例えば、私たちが歩く時には、ただ単に足を動かしているだけではなく、まず、足に力を入れなければなりません。その指令を出すのは脳番地の中でも思考系と言われるところです。さらに、「どこに行くか・・・」「曲がるか・・・」「真っすぐに進むか・・・」さらには、障害物があれば、「どう避けるか・・・」というように、脳にとっては、歩くというのは考えたり、判断したりの連続なのです。
当然、今自分が何処にいるのか、というような情報収集やその理解も欠かせない要素になります。つまり、歩くという行為は、単なる動作だけではなく、脳にとっては新しい刺激を得ることで成長を促す重要なことになっているのです。

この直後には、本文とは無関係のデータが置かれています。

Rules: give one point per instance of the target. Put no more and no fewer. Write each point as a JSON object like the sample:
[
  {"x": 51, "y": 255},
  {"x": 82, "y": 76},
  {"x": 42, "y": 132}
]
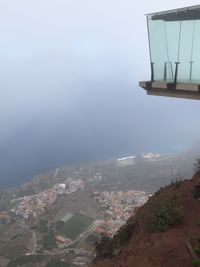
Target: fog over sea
[{"x": 69, "y": 73}]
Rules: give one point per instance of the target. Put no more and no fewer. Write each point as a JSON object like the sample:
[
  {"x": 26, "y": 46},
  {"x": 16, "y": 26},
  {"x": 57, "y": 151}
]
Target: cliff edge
[{"x": 164, "y": 232}]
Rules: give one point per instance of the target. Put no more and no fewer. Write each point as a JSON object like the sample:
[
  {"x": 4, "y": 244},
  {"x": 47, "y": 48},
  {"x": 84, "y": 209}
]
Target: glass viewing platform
[{"x": 174, "y": 45}]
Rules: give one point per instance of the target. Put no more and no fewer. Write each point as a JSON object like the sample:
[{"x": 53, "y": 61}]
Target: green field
[{"x": 77, "y": 224}]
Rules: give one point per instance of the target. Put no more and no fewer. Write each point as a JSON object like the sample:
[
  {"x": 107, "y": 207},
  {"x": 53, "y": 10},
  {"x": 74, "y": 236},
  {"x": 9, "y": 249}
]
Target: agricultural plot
[{"x": 77, "y": 224}]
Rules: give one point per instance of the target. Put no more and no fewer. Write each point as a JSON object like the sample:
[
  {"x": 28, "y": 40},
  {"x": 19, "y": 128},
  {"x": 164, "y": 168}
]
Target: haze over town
[{"x": 69, "y": 86}]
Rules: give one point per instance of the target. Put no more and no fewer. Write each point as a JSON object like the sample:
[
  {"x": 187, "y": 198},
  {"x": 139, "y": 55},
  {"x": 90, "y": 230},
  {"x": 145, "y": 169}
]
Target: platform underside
[{"x": 181, "y": 90}]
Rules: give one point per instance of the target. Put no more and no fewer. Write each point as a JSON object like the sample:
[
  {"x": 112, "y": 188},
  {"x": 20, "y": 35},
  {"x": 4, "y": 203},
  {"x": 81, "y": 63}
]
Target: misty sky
[{"x": 69, "y": 72}]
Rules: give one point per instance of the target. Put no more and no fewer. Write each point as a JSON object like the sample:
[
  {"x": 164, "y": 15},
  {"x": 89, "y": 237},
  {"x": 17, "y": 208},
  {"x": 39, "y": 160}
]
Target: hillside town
[
  {"x": 36, "y": 204},
  {"x": 119, "y": 206}
]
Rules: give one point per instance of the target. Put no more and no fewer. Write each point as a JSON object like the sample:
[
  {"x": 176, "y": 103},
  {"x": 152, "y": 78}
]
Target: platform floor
[{"x": 182, "y": 90}]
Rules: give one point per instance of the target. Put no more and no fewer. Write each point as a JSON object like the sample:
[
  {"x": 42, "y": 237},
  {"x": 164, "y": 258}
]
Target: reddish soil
[{"x": 166, "y": 249}]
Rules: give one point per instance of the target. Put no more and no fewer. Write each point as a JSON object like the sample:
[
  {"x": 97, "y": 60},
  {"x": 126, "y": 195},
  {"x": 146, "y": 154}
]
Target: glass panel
[
  {"x": 172, "y": 32},
  {"x": 157, "y": 47},
  {"x": 195, "y": 76},
  {"x": 185, "y": 51}
]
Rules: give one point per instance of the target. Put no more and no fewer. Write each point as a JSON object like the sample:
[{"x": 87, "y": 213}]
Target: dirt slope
[{"x": 168, "y": 248}]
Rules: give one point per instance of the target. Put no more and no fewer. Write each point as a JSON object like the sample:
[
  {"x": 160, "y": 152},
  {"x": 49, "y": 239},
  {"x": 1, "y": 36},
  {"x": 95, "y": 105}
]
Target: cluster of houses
[
  {"x": 118, "y": 206},
  {"x": 36, "y": 204}
]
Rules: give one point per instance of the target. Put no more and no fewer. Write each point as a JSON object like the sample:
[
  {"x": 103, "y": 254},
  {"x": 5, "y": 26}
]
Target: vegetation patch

カナダの脳神経外科医のワイルダー・ペンフィールド博士は、脳に電気信号を与える実験で脳刺激と身体との関係を地図のように示したところ、手、指、顔、足などの面積が大きく、それらの器官と脳とのつながりも大きいということを示唆しています。
更に、足については脳の頭頂部とつながっているために、他の脳番地への影響も大きい可能性への指摘もあります。
このように、運動と脳の関係性は思っている以上に高く、屋外で良く歩く習慣のあるかたのMRIによる画像などをみても、脳番地のネットワークが発達し太い状態が確認できると同時に、逆に運動不足によって細くなっていくということもあるのだそうです。
運動不足によってもメンタルヘルスに対するリスクの増加が言われ始めていますが、定期的に運動をする習慣がある人と運動する習慣がない人では、ストレスに対する耐性が大きく異なることや、屋外活動が増えることで幸せホルモンのセロトニンの分泌が促されたり、セロトニンを原料とする、睡眠に必要なホルモンであるメラトニンの量も十分に分泌されると考えられています。
当然、運動すれば、メラトニンの量が増え、フィジカルの適度な疲れも伴って、質の良い睡眠にもつながります。
加藤氏は、日頃のライフスタイルに合わせて、1日に必要な歩行量を次のように提案しています。
1日のうちほとんどがデスクワークの方は、6,500歩(約5,000m)位の運動が知的生産性を高める。
デスクワークが多め、という方は5,000歩(約4,000m)の運動で脳の健康状態を維持することが出来る。
デスクワークと立ち仕事が半分ずつ位の方は、3,500歩の運動がストレスの軽減につながる。
というように、脳のためにも日頃から身体を動かすことの大切さを訴えています。また同時に、出来ない時は、前後のスケジュールで足りない運動量を補うことも大切とも述べています。
運動と脳の健康は、意外にも深いつながりがあるという意識をもって、日頃の生活を見直していくことも大切なのかもしれません。